While the current version of the page doesn’t run into the issue, Src is also limiting if you want to do more than just resize an image, for instance, if you want to recrop the image. Perhaps the “More in Football” images could become square thumbnails at some point. If they did, a simple resize wouldn’t work. Some art direction capability is needed, and Src doesn’t allow for that.

You might also be a bit uncomfortable using a third-party solution for this. If the company changes its policy or goes out of business, you could very well be out in the cold and looking for another solution entirely.

Adaptive Images

Another solution bordering on plug-and-play is Adaptive Images, created by Matt Wilcox. It determines the screen size and then creates, and caches, a resized version of your image.

It’s an excellent solution for an existing site where you may not have time to restructure your markup or code. Getting it up and running is a simple three-step process:

  1. Place the .htaccess and adaptive-images.php files that are included in the download into your root folder.
  2. Create an ai-cache folder and grant it write permissions.
  3. Add the following line of JavaScript to the head of your document:
screen.height)+'; path=/';</script>

That line grabs the resolution of the screen and stores it in a cookie for future reference.

While there are many options you can configure in the adaptive-images.php, much of the time you’ll be able to get away with just setting the $resolutions variable to include your breakpoints:

$resolutions = array(860, 600, 320); // the resolution breakpoints to
use (screen widths, in pixels)

If you’re paying close attention, you’ll notice that the breakpoints are slightly off from the CSS of the Yet Another Sports Site page. There’s no 320px breakpoint in the CSS, and the highest two breakpoints, 1300px and 940px, are not included in the $resolutions array. This is because of the way the script works.

The smallest breakpoint, in this case 320px, is the size at which the image will be created for any screen that does not exceed that width. So, for example, a 300px screen will receive a 320px image because it’s the lowest size defined in the $resolutions array. A 321px screen, since it exceeds the 320px value defined in the array, will receive the next size image—in this case, 600px.

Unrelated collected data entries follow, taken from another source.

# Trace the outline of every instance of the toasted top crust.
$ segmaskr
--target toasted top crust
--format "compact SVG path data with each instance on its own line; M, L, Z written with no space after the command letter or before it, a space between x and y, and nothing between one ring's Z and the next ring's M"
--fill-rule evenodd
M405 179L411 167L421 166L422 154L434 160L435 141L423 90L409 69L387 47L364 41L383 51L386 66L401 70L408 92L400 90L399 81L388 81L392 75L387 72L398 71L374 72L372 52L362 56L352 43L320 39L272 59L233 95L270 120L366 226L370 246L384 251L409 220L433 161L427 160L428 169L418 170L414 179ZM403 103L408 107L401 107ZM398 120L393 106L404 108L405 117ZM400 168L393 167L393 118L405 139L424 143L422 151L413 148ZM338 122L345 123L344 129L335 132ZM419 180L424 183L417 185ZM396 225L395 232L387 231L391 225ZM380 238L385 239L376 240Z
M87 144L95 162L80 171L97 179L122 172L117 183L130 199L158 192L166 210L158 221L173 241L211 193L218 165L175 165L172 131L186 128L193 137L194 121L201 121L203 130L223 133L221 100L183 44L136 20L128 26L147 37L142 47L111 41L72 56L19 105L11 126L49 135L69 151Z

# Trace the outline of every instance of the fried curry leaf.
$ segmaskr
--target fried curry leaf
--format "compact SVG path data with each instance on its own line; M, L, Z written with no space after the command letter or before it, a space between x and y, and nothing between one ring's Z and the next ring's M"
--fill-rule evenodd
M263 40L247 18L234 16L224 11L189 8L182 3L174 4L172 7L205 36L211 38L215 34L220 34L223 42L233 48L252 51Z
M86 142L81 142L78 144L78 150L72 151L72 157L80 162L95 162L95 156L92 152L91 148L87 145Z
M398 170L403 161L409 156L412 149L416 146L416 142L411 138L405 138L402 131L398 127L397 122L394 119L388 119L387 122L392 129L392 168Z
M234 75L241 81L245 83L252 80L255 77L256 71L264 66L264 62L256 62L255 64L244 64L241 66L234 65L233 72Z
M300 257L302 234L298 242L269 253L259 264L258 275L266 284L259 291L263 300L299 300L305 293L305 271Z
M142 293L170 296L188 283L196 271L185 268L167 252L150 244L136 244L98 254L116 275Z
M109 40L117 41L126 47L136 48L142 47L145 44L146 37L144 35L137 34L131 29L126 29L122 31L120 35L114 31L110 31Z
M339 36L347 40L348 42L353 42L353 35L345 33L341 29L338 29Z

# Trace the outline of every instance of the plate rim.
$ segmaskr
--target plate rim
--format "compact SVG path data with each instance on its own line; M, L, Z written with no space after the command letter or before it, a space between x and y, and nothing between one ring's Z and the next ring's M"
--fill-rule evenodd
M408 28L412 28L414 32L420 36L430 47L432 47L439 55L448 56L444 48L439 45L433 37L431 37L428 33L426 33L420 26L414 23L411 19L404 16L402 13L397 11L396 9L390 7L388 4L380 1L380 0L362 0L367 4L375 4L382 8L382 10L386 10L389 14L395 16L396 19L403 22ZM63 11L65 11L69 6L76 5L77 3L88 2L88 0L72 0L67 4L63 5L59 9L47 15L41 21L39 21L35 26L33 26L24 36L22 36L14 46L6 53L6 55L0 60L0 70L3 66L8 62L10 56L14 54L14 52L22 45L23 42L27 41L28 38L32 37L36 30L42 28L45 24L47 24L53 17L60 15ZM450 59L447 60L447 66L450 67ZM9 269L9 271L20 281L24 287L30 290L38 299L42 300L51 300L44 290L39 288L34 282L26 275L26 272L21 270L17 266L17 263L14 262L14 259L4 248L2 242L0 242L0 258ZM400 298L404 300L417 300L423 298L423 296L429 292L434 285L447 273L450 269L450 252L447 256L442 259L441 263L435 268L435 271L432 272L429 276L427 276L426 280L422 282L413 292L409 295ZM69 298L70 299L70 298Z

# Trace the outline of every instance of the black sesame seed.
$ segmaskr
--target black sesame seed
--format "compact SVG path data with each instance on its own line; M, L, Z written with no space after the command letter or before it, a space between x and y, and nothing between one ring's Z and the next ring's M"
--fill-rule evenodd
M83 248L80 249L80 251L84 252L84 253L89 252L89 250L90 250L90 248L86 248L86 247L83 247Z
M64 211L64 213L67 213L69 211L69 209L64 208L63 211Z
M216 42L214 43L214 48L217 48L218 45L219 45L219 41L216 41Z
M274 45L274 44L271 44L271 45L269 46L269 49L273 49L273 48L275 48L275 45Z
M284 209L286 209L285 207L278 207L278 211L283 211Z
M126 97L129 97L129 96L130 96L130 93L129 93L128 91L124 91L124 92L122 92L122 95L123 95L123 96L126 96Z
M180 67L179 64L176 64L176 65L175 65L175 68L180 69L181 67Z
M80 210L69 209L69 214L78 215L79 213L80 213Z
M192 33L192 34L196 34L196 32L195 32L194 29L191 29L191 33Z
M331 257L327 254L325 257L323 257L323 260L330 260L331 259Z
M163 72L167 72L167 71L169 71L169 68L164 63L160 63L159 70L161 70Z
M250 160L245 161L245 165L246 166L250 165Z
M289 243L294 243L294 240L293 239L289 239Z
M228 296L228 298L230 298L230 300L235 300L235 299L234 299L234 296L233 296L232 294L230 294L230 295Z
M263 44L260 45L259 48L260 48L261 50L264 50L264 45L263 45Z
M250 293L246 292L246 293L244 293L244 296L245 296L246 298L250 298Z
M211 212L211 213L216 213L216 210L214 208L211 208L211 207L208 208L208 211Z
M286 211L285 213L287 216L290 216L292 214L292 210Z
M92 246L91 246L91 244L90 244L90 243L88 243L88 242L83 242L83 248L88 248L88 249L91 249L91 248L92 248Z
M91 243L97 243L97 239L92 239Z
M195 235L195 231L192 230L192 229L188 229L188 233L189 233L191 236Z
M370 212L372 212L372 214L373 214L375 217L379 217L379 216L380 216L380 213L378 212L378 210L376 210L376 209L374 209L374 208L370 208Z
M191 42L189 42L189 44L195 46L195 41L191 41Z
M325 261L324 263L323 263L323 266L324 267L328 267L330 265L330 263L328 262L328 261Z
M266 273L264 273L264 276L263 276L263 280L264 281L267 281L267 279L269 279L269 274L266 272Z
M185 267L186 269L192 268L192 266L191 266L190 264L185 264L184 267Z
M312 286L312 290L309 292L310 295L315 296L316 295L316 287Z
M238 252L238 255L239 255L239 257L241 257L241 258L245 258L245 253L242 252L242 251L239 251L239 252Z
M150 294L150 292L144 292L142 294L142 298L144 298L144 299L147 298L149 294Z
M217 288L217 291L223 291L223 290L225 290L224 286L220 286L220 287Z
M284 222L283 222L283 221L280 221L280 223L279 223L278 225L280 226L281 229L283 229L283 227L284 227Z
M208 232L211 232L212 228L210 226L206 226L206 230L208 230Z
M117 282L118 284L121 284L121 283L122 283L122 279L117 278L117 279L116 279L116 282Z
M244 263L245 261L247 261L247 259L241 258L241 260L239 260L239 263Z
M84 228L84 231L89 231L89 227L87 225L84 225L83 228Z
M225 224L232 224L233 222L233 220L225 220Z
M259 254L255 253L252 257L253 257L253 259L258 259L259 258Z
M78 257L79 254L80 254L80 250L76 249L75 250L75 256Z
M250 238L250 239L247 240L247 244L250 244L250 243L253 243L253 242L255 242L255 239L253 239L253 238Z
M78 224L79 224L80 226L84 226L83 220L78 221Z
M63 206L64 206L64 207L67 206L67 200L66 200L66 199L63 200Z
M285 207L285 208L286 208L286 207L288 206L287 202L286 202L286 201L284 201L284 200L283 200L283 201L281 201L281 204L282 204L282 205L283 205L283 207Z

If we left 600px as our first breakpoint, any device with a screen size below 600px would have received a 600px image.

We also don’t need the two highest breakpoints, because again, the script will try to resize an image to the breakpoint size. It will never size the image larger than it already is, so really, anything above 624px (the physical dimension of the image) doesn’t matter much—the script won’t resize the image.

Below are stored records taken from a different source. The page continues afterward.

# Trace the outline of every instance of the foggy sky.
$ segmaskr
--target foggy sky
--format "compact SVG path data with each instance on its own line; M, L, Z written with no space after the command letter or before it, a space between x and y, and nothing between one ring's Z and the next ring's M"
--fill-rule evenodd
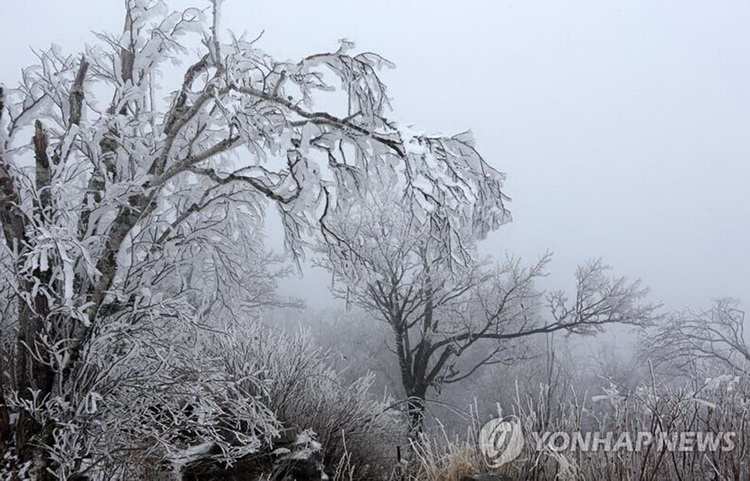
M205 6L194 1L171 6ZM0 0L0 82L28 46L119 32L121 1ZM226 0L224 26L276 58L347 37L396 63L392 117L472 129L508 174L514 222L483 252L555 253L550 287L603 257L669 308L750 303L750 4L689 1ZM325 297L325 275L285 290Z

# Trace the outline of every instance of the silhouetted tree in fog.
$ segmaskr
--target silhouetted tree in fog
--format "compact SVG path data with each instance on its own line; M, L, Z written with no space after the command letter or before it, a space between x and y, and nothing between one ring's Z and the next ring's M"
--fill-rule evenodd
M545 275L549 255L530 266L518 259L483 262L474 250L478 236L466 227L451 234L461 246L456 256L441 240L443 225L423 222L402 205L398 194L376 190L369 202L342 208L337 222L326 225L339 244L326 244L323 263L339 279L341 297L390 326L415 438L431 389L439 393L482 366L523 357L514 348L524 338L593 334L657 316L639 281L609 276L601 261L578 268L572 296L544 293L535 281Z

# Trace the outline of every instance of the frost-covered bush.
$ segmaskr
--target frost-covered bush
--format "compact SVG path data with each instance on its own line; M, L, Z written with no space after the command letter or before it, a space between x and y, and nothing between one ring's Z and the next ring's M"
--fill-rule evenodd
M247 363L257 363L267 380L262 393L266 406L285 427L312 429L330 470L345 460L355 479L390 473L405 424L389 409L391 400L373 397L372 375L346 380L330 367L329 351L318 347L307 331L285 334L254 326L227 339L227 372L239 377Z
M261 399L267 380L257 363L248 363L239 379L205 331L168 318L147 325L102 328L77 378L85 397L15 400L57 420L47 449L58 478L142 479L178 470L197 447L231 463L278 432Z

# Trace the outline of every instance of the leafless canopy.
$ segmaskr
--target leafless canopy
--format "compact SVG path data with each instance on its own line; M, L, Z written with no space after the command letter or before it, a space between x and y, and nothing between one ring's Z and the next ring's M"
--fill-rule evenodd
M747 373L750 346L745 337L745 312L737 299L717 299L711 309L670 314L643 342L644 355L657 366L694 373L720 366Z
M522 358L516 348L529 336L592 334L608 324L644 325L657 316L658 306L644 302L640 282L609 276L601 261L578 269L573 297L544 293L535 283L545 275L549 255L530 266L513 258L493 266L477 260L477 237L463 230L455 239L470 255L456 257L439 242L439 228L415 219L397 196L373 197L348 205L338 222L328 224L347 248L328 244L322 263L342 297L390 326L402 385L414 400L416 430L428 389L439 391L482 366Z

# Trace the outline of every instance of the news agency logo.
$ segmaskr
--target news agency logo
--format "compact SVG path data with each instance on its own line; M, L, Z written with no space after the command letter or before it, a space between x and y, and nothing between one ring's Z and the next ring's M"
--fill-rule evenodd
M516 459L523 451L521 421L515 416L491 419L479 431L479 449L491 468Z
M734 432L544 432L530 433L530 447L537 451L621 451L645 452L649 447L669 452L733 451ZM516 459L523 451L526 439L520 420L515 416L495 418L479 431L479 449L490 468L499 468Z

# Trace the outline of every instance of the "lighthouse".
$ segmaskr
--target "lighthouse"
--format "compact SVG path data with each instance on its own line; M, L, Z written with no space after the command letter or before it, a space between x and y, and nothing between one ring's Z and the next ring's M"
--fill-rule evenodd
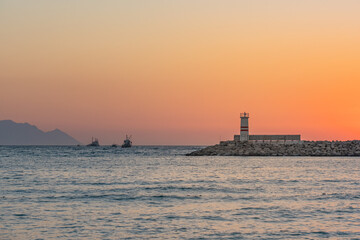
M249 141L249 113L240 113L240 141Z
M301 142L301 135L249 135L249 113L243 112L240 113L240 135L234 135L234 142L276 142L282 141L283 143L291 141Z

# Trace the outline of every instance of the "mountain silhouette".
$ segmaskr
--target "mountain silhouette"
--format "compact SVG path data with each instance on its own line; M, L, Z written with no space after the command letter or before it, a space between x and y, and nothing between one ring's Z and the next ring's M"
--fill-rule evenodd
M0 145L77 145L79 141L55 129L44 132L28 123L0 121Z

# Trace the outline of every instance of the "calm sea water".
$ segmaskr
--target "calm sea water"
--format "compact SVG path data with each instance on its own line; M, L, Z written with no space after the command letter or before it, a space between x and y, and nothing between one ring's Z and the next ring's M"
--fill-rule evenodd
M0 147L0 239L360 239L360 158Z

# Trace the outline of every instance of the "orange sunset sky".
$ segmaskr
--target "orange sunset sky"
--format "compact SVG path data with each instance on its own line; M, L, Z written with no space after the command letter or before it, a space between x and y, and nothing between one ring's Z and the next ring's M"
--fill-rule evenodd
M360 1L0 1L0 120L82 143L360 139Z

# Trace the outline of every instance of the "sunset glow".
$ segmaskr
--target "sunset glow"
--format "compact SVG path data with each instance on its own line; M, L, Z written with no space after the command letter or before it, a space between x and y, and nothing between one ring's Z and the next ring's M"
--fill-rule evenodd
M360 138L360 1L0 2L0 120L83 143Z

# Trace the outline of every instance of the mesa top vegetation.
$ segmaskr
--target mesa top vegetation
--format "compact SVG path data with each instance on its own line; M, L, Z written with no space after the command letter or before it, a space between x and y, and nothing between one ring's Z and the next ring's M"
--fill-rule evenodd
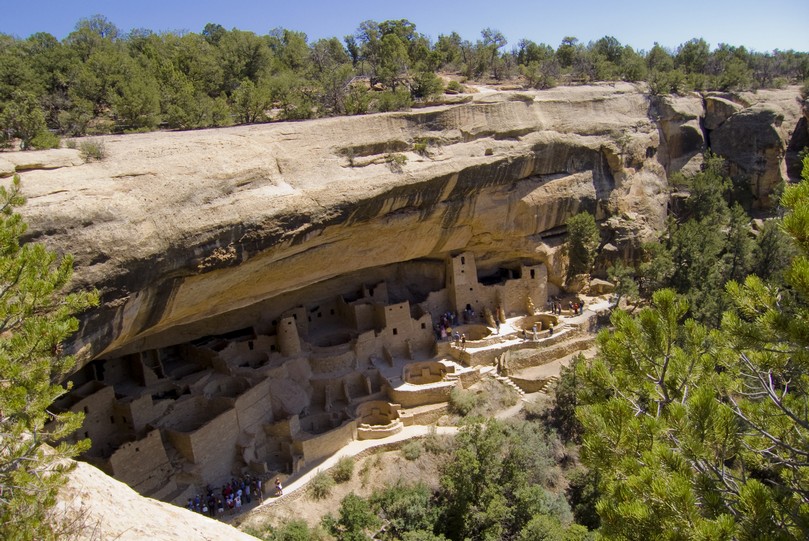
M605 36L551 45L481 31L435 42L412 22L365 21L310 43L303 32L266 35L209 23L200 33L122 32L105 17L80 20L62 41L48 33L0 35L0 146L59 145L80 136L157 128L352 115L410 107L462 82L526 87L646 81L652 93L780 87L809 77L805 52L758 53L703 39L635 51ZM449 83L437 74L450 75Z

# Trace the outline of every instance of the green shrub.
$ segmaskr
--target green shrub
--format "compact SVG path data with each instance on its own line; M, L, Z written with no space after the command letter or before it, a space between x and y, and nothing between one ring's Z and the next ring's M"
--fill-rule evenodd
M391 152L390 154L385 154L385 163L388 164L388 167L390 167L390 170L394 173L401 173L402 167L407 163L407 156L397 152Z
M436 433L435 425L430 427L430 431L424 436L424 450L434 455L446 453L452 447L451 437Z
M458 81L450 81L447 83L447 90L451 92L463 92L463 86Z
M43 130L31 139L30 146L37 150L44 150L46 148L59 148L61 142L62 140L59 139L58 135L48 130Z
M402 456L407 460L417 460L421 456L421 442L410 441L404 444Z
M413 143L413 152L416 154L421 154L422 156L427 155L427 143L425 142L417 142Z
M79 152L84 161L103 160L107 157L107 148L104 141L87 139L79 143Z
M409 109L412 104L413 99L410 97L410 92L402 87L395 91L380 92L376 98L376 108L381 113Z
M354 475L354 459L350 456L344 456L337 461L334 466L331 476L337 483L345 483L351 480Z
M444 85L432 71L418 71L410 81L410 93L416 98L429 98L441 93Z
M351 85L343 99L343 108L347 115L364 115L371 107L371 91L360 85Z
M315 500L322 500L331 494L334 488L334 477L326 472L320 471L309 481L309 494Z
M449 394L449 407L458 415L469 415L480 402L480 398L472 391L465 391L458 387Z
M269 522L247 526L244 532L265 541L318 541L326 537L320 526L309 527L305 520L294 518L277 526Z

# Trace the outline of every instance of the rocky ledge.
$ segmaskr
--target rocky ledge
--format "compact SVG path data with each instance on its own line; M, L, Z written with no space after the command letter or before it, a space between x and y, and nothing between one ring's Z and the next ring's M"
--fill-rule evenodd
M75 286L101 293L73 344L85 363L243 328L268 303L461 251L484 271L545 263L560 285L570 215L610 218L609 241L629 250L662 226L669 175L704 150L766 207L809 143L797 88L652 97L630 84L100 139L99 162L0 154L0 176L22 177L30 239L73 253Z

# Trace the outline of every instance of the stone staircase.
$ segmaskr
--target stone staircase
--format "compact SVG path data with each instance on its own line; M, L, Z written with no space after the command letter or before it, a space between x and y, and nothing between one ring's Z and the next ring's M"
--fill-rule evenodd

Once created, the images are stored in the ai-cache folder (you can change the name) so they don’t have to be regenerated. There’s also a configuration setting to control how long the browser should cache the image.

The installation is simple, and again, it’s a great solution for existing sites that need to get something in place, but it’s not without its faults. Unfortunately, no opportunity for art direction exists since the images are dynamically resized.

The script also doesn’t help you if the image is actually smaller at a large resolution. For the Yet Another Sports Site page, that’s a problem. When the screen is above 1300px, the article goes to two columns and the image is placed inside one of them, reducing its size. Using the Adaptive Images script, the largest version of the image will still be downloaded.

The other concern with this approach is that the URL stays the same, regardless of the size of the image being requested. This could cause issues with Content Delivery Networks (CDNs). The first time a URL is requested, the CDN may cache it to improve the speed the next time that same resource is requested. If multiple requests for the same URL are made via the same CDN, the CDN may serve up the cached image, which may not be the size you actually want served.

Wait, what’s the answer here?

Ultimately, no definitive solution currently exists for responsive images. Each method has advantages and disadvantages. The approach you take will depend on the project you’re working on.

Of the two approaches we’ve discussed, settling on Adaptive Images is probably the best route to take since it doesn’t require any reliance on a third-party source.